El número de estadounidenses que solicitaron beneficios por desempleo aumentó la semana pasada, revirtiendo una fuerte caída provocada por factores estacionales.

Las solicitudes de prestaciones aumentaron en 34.000 a un total desestacionalizado de 386.000, dijo el jueves el Departamento de Trabajo. El aumento se produce tras una caída de 24.000 la semana anterior, que fue el mayor descenso desde abril de 2011.

Empero, los economistas vieron los últimos números con escepticismo. El gobierno hace lo posible por ajustar los datos y reflejar los despidos temporales de verano en la industria automovilística. Este año, muchos fabricantes de automóviles no aplicaron paros técnicos pues hubo suficiente demanda. Eso llevó a un menor número de despidos hace dos semanas, algo que el Departamento de Trabajo no previó.

"Todo esto es el ruido estadístico", escribió Joshua Shapiro, economista en jefe para Estados Unidos de MFR Inc., en una nota a los clientes. "Lo que va a ser más importante que estos giros a corto plazo es cuando las solicitudes se estabilicen después que las distorsiones terminen.

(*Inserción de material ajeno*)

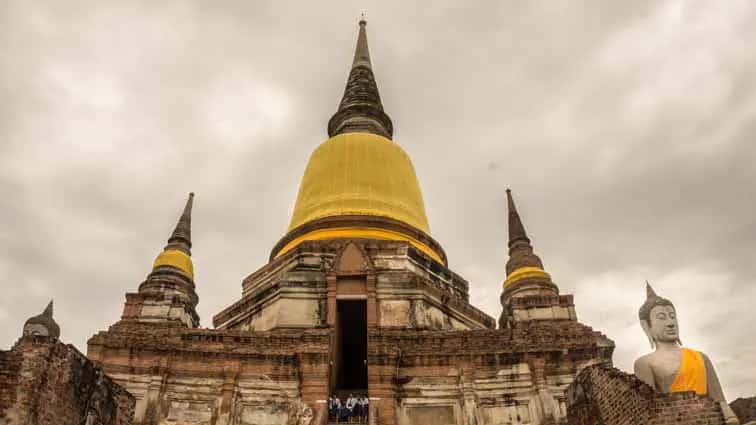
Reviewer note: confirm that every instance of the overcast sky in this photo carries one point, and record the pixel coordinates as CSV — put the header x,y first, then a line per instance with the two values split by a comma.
x,y
625,129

Tenemos la sospecha de que los datos apuntarán a un mercado laboral saturado".

El promedio de cuatro semanas, que es menos volátil, cayó en 1.500 a 375.500.

Cuando la cifra de solicitudes cae por debajo de las 375.000, indica por lo general que la contratación es lo suficientemente fuerte como para abatir la tasa de desempleo. Las solicitudes habían tenido una tendencia de rondar o superar ese nivel durante el segundo trimestre.

Cerca de 5,8 millones de estadounidenses estaban recibiendo algún tipo de prestación por desempleo durante la semana que terminó el 30 de junio, según los datos más recientes disponibles. La cifra es inferior a los 7,3 millones de un año antes.

"Aunque el mercado laboral es más fuerte de lo que era en 2011, no es especialmente robusto", dijo Steven Wood, economista en jefe de Insight Economics.